Since the success of Slumdog Millionaire (2008) as the Best Picture winner
Since the success of Slumdog Millionaire (2008) as the Best Picture winner at the Academy Awards in 2009, Indians, South Asians, and South Asian Americans continue to make an annual appearance in the more prominent categories at Hollywood’s biggest event. Some of the contemporary narratives rely on action adventure storylines featuring variations on early Hollywood genres of colonial India (threatening natives, brave youth, and spiritual wise men). But also present are alternative genres in drama and comedy that provide opportunities for South Asian actors to act and portray different types of roles.

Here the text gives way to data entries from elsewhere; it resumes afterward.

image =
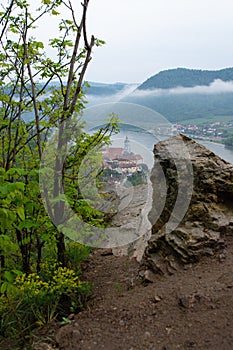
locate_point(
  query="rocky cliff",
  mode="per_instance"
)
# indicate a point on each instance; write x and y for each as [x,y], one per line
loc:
[192,211]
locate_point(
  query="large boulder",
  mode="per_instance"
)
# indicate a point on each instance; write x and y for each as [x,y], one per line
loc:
[192,211]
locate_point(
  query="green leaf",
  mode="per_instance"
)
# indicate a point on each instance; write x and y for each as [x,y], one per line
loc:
[9,276]
[55,13]
[20,212]
[4,287]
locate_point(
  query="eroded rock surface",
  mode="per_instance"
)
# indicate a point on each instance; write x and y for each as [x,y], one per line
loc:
[192,211]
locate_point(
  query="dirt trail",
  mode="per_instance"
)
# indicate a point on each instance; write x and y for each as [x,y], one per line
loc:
[191,309]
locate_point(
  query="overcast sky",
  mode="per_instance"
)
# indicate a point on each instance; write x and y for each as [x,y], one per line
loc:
[145,37]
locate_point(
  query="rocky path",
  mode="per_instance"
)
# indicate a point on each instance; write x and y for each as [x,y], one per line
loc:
[191,309]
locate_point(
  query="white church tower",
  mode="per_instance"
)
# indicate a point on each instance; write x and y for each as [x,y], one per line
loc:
[127,148]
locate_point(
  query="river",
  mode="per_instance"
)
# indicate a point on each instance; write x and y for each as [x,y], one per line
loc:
[142,143]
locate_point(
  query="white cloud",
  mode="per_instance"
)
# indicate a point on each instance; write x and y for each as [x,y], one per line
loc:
[95,99]
[217,86]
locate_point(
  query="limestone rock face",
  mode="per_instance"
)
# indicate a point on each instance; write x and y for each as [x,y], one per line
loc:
[192,210]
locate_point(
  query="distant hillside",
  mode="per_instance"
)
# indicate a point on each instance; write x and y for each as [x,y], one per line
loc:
[181,94]
[185,77]
[187,106]
[101,89]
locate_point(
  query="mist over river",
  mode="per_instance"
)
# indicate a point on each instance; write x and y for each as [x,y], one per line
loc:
[143,143]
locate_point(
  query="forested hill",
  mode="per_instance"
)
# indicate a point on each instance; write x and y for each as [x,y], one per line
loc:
[185,77]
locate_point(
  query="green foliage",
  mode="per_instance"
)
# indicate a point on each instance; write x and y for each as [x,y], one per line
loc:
[173,78]
[229,141]
[34,300]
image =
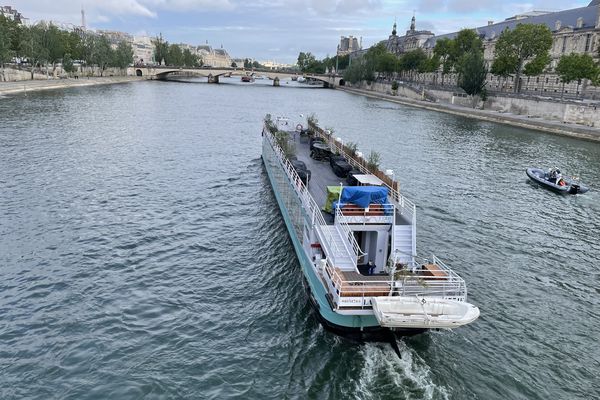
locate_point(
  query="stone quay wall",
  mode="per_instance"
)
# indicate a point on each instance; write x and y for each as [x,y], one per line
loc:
[585,113]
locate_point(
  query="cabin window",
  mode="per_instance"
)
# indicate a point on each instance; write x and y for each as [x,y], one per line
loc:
[588,41]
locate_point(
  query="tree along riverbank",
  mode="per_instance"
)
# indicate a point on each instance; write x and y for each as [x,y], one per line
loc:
[523,121]
[36,85]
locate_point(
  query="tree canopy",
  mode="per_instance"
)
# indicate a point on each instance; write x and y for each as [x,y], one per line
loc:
[472,72]
[575,67]
[45,44]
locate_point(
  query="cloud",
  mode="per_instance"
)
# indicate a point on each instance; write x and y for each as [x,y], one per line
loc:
[190,5]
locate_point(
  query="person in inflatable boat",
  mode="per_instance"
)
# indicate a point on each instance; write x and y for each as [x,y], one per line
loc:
[556,177]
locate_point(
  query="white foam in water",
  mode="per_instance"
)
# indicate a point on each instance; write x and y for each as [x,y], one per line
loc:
[385,374]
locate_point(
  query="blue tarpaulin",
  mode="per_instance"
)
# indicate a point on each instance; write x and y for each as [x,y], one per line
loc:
[362,196]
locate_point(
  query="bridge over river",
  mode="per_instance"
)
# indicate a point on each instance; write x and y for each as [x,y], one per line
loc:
[213,74]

The films Life of Pi, Silver Linings Playbook, and Zero Dark Thirty feature South Asians in familiar stories as the spiritual sojourner, the model minority sidekick, and the menacing threat to America. In Ang Lee’s Life of Pi (nominated for eleven awards including best director and best film), the geographical setting of Pondicherry in South India only occupies the first quarter of the film, but the actors, aesthetics, and stunning visuals of the film emphasize the spiritual nature of the story. In the film, the protagonist Pi (Suraj Sharma and adult Pi played by Irrfan Khan) describes his story as one that addresses all religions and is ultimately about the “belief in God” and the universality of human experience. In my previous work, I argue that South Asians and South Asian Americans are racialized as foreign but are also valorized as an idealized American immigrant because they speak English and portray an uncomplicated assimilation into dominant American culture. Representations of South Asian and Indian objects and subjects have a history of evoking, simultaneously, both a comfortable foreign-ness and a recognizable difference from American culture.
Sometimes the foreign aspect of that difference can be threatening, such as in recent post 9-11 narratives where South Asians are associated with terrorists. Kathryn Bigelow’s Zero Dark Thirty chronicles the events and intelligence operations in the hunt for Osama Bin Laden and is primarily set in Pakistan. In the film, government bureaucracy (both U.S. and Pakistani) blocks the efforts of American CIA and invisible South Asian operatives and factions threaten to expose their presence.